The DataFrameTransformerEngine maps the DataFrame type to a StructuredDatasetType literal. This literal type can include column definitions, format information, and external schema details.

Example Usage:

from flyte.io._dataframe.dataframe import DataFrame
from flyte.io._dataframe.basic_dfs import PandasToCSVEncodingHandler, CSVToPandasDecodingHandler
import pandas as pd
from typing import Annotated

# Register handlers (typically done automatically by the library)
DataFrameTransformerEngine.register(PandasToCSVEncodingHandler())
DataFrameTransformerEngine.register(CSVToPandasDecodingHandler())

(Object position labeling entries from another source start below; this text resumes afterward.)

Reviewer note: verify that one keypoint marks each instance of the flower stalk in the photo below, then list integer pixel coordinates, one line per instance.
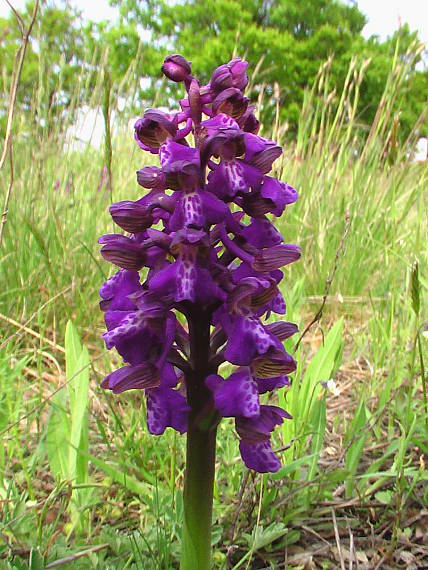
(217, 266)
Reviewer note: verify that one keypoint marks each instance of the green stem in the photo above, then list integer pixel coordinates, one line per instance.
(198, 500)
(200, 455)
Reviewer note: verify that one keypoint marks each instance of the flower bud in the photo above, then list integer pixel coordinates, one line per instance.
(231, 102)
(232, 74)
(176, 67)
(152, 130)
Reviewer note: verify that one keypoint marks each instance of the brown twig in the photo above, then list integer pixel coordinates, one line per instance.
(337, 536)
(76, 556)
(16, 75)
(328, 281)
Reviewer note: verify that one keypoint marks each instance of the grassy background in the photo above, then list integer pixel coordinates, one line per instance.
(354, 483)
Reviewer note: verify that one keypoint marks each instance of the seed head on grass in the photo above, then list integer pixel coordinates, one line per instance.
(210, 253)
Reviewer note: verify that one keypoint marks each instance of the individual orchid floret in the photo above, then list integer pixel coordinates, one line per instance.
(232, 74)
(153, 129)
(230, 102)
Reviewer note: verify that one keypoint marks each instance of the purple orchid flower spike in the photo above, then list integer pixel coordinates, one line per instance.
(204, 236)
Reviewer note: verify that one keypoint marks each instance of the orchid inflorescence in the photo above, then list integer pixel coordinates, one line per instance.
(212, 258)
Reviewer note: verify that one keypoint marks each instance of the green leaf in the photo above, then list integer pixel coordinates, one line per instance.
(318, 421)
(36, 560)
(58, 438)
(262, 537)
(415, 288)
(357, 434)
(384, 497)
(321, 366)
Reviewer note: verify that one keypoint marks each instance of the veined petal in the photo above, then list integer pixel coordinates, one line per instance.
(247, 339)
(261, 233)
(166, 407)
(261, 152)
(282, 329)
(116, 290)
(275, 257)
(122, 251)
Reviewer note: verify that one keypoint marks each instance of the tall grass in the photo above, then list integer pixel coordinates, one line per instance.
(51, 271)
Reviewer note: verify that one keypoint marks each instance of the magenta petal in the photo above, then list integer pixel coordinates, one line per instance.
(236, 396)
(116, 290)
(166, 407)
(261, 233)
(247, 339)
(132, 378)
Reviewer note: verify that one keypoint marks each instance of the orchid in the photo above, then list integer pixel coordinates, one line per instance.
(204, 235)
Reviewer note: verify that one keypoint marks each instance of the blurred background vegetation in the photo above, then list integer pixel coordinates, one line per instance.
(285, 41)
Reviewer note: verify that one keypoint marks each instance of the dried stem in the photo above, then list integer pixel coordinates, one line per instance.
(16, 75)
(329, 280)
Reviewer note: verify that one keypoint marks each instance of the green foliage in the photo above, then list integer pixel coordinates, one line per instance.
(369, 438)
(51, 75)
(286, 41)
(67, 435)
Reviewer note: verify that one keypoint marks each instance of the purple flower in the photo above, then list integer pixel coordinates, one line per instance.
(204, 260)
(176, 68)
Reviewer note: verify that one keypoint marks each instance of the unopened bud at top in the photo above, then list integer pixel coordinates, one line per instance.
(176, 67)
(232, 74)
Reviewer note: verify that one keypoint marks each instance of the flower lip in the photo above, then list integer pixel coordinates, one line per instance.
(176, 67)
(131, 216)
(230, 102)
(151, 177)
(232, 74)
(153, 129)
(122, 251)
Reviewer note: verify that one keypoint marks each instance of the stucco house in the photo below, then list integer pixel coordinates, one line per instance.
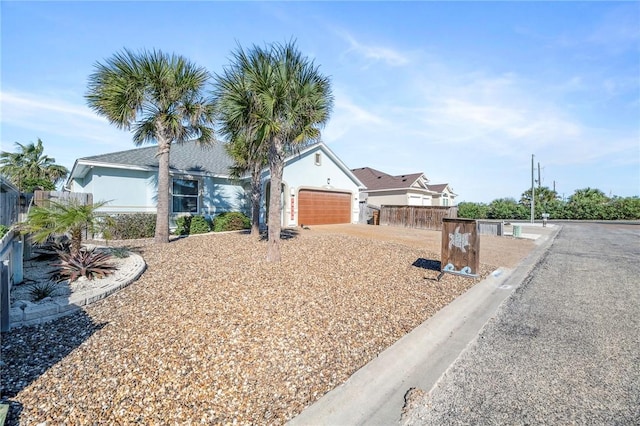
(402, 190)
(317, 186)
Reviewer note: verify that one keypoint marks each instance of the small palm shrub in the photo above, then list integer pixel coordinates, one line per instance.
(134, 225)
(231, 221)
(51, 248)
(199, 225)
(83, 263)
(42, 290)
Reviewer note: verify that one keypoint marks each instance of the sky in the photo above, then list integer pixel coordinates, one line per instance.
(467, 93)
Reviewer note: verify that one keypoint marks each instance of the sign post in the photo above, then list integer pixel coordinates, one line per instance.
(460, 248)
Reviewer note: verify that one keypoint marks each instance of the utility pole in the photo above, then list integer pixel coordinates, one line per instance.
(539, 180)
(533, 192)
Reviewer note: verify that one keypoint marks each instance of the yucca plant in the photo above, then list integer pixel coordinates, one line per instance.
(83, 263)
(43, 290)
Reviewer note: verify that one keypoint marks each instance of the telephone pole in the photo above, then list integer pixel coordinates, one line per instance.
(533, 192)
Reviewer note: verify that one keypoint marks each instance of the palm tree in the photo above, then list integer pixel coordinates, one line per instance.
(291, 101)
(30, 167)
(236, 115)
(159, 97)
(247, 160)
(57, 218)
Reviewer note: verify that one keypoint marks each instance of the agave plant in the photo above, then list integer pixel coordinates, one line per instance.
(83, 263)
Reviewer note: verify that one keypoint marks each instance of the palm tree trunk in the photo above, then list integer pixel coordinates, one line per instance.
(76, 239)
(255, 200)
(162, 210)
(276, 167)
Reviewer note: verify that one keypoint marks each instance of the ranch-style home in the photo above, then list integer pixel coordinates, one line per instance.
(403, 190)
(317, 187)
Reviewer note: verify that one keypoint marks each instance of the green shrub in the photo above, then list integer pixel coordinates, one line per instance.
(120, 252)
(231, 221)
(133, 225)
(84, 263)
(199, 225)
(41, 291)
(183, 225)
(3, 230)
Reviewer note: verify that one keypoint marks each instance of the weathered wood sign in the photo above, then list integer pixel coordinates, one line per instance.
(460, 247)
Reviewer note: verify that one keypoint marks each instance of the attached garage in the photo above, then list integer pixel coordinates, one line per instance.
(323, 207)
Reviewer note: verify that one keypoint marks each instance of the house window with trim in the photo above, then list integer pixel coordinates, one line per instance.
(185, 196)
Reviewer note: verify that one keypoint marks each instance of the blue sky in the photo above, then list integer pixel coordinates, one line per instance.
(465, 92)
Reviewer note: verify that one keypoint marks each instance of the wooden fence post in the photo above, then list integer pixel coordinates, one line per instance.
(4, 296)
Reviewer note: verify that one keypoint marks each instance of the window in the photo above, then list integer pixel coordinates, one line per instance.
(185, 196)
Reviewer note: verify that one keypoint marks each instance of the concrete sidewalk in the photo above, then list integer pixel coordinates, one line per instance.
(375, 394)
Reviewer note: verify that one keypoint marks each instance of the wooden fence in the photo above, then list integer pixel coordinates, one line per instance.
(423, 217)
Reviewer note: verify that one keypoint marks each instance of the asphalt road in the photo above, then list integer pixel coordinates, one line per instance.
(563, 349)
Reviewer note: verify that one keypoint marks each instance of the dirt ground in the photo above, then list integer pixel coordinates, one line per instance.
(498, 251)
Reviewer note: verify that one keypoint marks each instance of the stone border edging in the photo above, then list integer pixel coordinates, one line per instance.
(29, 313)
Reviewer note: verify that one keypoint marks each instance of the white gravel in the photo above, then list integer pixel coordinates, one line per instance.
(211, 333)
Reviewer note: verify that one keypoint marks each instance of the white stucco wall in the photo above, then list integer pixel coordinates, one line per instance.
(135, 191)
(302, 172)
(125, 190)
(219, 195)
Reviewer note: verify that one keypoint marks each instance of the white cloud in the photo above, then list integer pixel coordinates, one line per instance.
(348, 116)
(374, 52)
(54, 115)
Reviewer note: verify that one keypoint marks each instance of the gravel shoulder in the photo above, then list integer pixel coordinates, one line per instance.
(212, 333)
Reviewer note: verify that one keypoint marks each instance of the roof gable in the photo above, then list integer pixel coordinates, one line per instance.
(376, 180)
(187, 157)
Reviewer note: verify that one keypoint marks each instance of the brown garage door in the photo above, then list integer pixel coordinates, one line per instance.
(323, 207)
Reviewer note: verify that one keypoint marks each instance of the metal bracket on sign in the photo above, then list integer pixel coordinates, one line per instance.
(464, 272)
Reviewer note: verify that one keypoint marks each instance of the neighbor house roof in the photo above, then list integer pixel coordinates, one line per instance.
(439, 188)
(376, 180)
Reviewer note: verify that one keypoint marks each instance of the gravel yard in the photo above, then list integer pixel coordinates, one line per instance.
(212, 333)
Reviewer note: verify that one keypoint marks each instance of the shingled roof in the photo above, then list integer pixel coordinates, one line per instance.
(376, 180)
(185, 157)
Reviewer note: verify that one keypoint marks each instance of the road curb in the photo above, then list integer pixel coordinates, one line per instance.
(374, 395)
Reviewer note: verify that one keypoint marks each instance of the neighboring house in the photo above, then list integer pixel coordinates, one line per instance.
(444, 195)
(403, 190)
(317, 187)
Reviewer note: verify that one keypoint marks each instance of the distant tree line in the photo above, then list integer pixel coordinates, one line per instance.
(584, 204)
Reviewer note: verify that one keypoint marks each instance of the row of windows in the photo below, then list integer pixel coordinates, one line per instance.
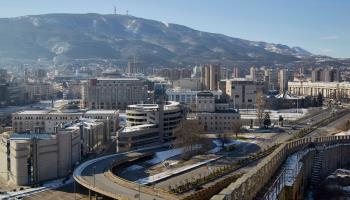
(216, 117)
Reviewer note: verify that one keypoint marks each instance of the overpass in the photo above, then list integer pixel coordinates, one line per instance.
(95, 175)
(290, 169)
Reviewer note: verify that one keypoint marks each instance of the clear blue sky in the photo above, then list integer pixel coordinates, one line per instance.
(320, 26)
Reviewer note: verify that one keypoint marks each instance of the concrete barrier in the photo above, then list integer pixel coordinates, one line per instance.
(248, 186)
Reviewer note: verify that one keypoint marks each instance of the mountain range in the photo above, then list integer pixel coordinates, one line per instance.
(124, 37)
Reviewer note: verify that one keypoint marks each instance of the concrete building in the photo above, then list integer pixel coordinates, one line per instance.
(257, 75)
(242, 92)
(284, 77)
(186, 96)
(47, 120)
(187, 83)
(113, 93)
(332, 90)
(29, 158)
(325, 75)
(211, 77)
(39, 90)
(213, 114)
(271, 79)
(33, 158)
(150, 124)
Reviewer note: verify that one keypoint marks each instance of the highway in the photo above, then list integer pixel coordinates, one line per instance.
(92, 173)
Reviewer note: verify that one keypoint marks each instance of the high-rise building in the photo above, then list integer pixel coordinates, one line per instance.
(271, 78)
(325, 75)
(150, 124)
(284, 76)
(242, 93)
(211, 75)
(113, 93)
(235, 73)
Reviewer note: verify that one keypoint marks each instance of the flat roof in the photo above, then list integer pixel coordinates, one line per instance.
(29, 136)
(117, 79)
(137, 128)
(34, 112)
(101, 112)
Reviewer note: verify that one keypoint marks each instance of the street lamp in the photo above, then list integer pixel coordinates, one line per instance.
(94, 168)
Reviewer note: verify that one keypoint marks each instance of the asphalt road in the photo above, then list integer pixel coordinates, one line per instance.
(93, 174)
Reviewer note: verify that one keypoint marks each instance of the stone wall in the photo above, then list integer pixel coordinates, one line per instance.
(248, 186)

# Define a task that takes and returns a DataFrame
# @env.task
async def process_dataframe(input_df: Annotated[DataFrame, {"col1": int}]) -> DataFrame:
    # Load the input DataFrame as a pandas DataFrame
    df = await input_df.open(pd.DataFrame).all()
    print(f"Input DataFrame columns: {df.columns.tolist()}")
    
    # Perform some operations
    df["new_col"] = df["col1"] * 2
    
    # Create a new DataFrame instance for output
    output_df = DataFrame(val=df, file_format="csv")
    return output_df

# Example of creating a DataFrame from a local pandas DataFrame
async def create_and_process_dataframe():
    local_df = pd.DataFrame({"col1": [10, 20], "col2": ["x", "y"]})
    # When passing a plain pandas DataFrame, the engine wraps it in the DataFrame type
    # and uses registered encoders to upload it.
    
    # Simulate task execution (in a real workflow, this would be handled by the platform)
    # For local execution, you might explicitly create a DataFrame instance with the value
    input_flyte_df = DataFrame(val=local_df, file_format="csv")
    
    # Call the task-like function
    result_flyte_df = await process_dataframe(input_flyte_df)
    
    # Load the result back as a pandas DataFrame
    result_pd_df = await result_flyte_df.open(pd.DataFrame).all()
    print(f"Result DataFrame:\n{result_pd_df}")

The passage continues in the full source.